For the past two weeks, in my capacity as editor of my college newspaper, I have been traveling in a strange and unfamiliar world, one of intrigue and occasional fury. I have published a two-part critical essay on Skidmore's cultish obsession with community "dialogues," a staple of our school's diversity and peer mediation programs. And the blowback has been considerable. Part I is here, and Part II here.
I post this here because I know many of you here share my concerns over the dissolution of rigorous education into a froth of pseudo-activism and "consciousness-raising." I'll just supplement the links above with a few reflective remarks (Skidmore is on spring break now, so if the controversy develops, it won't be until after this week.)
The reactions to the essay have been, relative to the Skidmore bubble, quite extraordinary, which is not to say sober or considered. Against my judgments on the distinctly postmodern flavor of the institution of "dialogue," many are lashing out in the only language they know, i.e. in terms of power dynamics and Hollywood Marxism. Some people, proving my point about how dialogue cultivates a hyperemotional irrationalism, have come into the news room, crying. Others have congratulated me for making things "interesting" again. Still others have called me, in print and in person, everything from a bigot to a sexist to a neo-nazi.
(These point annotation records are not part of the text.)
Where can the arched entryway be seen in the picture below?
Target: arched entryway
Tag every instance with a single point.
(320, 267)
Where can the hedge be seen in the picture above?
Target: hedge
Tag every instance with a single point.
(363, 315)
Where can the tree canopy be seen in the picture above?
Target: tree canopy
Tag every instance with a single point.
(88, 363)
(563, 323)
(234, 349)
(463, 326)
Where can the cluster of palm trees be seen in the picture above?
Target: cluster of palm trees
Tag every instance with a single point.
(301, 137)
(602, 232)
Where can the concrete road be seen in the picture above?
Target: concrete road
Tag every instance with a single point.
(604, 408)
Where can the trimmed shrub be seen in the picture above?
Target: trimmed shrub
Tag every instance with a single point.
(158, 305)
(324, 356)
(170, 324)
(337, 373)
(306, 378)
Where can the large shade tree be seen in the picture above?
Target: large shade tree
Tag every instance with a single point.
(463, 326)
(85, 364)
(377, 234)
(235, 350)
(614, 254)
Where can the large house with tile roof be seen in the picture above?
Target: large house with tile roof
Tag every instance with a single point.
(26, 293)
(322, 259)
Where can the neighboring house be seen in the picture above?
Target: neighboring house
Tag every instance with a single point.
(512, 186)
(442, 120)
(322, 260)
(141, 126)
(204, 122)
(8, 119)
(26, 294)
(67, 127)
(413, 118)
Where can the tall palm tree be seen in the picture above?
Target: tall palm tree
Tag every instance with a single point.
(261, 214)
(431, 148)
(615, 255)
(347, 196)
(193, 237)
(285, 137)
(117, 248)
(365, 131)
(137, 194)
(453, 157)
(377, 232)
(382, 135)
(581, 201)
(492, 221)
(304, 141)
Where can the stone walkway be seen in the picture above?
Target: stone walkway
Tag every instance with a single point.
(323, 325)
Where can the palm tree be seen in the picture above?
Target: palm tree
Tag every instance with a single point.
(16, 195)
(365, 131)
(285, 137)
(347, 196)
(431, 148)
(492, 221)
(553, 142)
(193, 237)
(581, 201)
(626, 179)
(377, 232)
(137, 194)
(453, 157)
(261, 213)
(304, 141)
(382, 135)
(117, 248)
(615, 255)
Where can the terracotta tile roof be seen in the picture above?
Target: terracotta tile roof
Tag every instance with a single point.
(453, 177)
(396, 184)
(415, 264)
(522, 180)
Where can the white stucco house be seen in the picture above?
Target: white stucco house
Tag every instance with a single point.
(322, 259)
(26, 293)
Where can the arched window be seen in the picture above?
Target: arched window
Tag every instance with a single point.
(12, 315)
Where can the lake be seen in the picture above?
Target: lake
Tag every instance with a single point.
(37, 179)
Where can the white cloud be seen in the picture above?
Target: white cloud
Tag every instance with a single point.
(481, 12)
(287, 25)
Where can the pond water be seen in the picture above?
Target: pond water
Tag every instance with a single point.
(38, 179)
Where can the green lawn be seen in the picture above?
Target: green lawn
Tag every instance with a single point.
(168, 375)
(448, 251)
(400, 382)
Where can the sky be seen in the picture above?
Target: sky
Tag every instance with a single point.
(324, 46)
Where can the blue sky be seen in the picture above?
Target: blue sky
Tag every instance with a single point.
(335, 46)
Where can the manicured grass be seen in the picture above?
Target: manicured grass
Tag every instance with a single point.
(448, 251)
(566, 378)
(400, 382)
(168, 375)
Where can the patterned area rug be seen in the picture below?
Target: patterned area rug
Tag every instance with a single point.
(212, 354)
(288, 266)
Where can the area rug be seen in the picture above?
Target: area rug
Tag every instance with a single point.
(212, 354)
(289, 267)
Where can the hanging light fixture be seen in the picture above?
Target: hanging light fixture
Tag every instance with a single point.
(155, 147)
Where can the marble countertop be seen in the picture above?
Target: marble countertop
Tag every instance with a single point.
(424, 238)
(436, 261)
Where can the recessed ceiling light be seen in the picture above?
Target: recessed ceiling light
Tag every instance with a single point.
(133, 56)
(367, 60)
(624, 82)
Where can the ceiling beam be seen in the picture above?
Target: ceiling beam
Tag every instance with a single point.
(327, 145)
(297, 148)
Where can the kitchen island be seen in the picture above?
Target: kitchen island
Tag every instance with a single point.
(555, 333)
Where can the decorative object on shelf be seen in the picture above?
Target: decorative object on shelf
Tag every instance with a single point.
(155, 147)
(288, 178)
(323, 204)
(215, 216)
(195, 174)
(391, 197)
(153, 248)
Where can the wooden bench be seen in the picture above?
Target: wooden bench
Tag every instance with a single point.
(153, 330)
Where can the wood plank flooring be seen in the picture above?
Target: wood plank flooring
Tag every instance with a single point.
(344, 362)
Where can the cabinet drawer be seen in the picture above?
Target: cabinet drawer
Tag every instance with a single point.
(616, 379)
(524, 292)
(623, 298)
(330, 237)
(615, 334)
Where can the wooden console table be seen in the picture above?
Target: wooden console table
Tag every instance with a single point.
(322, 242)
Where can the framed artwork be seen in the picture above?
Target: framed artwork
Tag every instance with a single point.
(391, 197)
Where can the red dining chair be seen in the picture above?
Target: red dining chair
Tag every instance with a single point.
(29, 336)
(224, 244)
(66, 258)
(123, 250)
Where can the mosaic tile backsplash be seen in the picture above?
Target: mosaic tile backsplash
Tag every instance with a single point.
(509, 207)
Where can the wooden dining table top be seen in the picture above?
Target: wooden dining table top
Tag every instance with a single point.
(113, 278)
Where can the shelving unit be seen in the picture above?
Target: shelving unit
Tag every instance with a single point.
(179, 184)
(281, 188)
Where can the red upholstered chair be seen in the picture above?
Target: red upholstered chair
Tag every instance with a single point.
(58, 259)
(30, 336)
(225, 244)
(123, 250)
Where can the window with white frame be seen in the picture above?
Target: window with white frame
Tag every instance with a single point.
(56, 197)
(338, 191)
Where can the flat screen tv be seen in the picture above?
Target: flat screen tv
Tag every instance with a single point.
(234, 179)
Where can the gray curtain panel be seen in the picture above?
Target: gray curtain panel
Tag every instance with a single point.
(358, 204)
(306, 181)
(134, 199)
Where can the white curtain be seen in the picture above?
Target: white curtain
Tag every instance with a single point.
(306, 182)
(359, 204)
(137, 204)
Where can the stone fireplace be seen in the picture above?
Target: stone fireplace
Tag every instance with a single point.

But most conspicuous is the astounding lack of responses from those who claim my analysis to be radically off-base, out of touch, or simply wrong. Every since publishing the first piece I have been quite nearly begging for Letters to the Editor; today I received the first one that expressed anything beside ad hominems or vague disapproval. I see it as a sad confirmation of my argument, that my college's impulse for debate and deliberation has been made null and void by our culture of pity.
It is also telling that certain faculty have gotten in touch to support my efforts, while student government has been throwing me glances with a sufficiently hairy eyeball.
All part of the job, I suppose. Anyway, I thought a few of you might be interested to see what this kind of thing looks like from the inside of a vaguely but pervasively "liberal" school. Be sure to scroll through some of the comment sections in each piece to get an idea of the bile I now slip on while walking the hallways.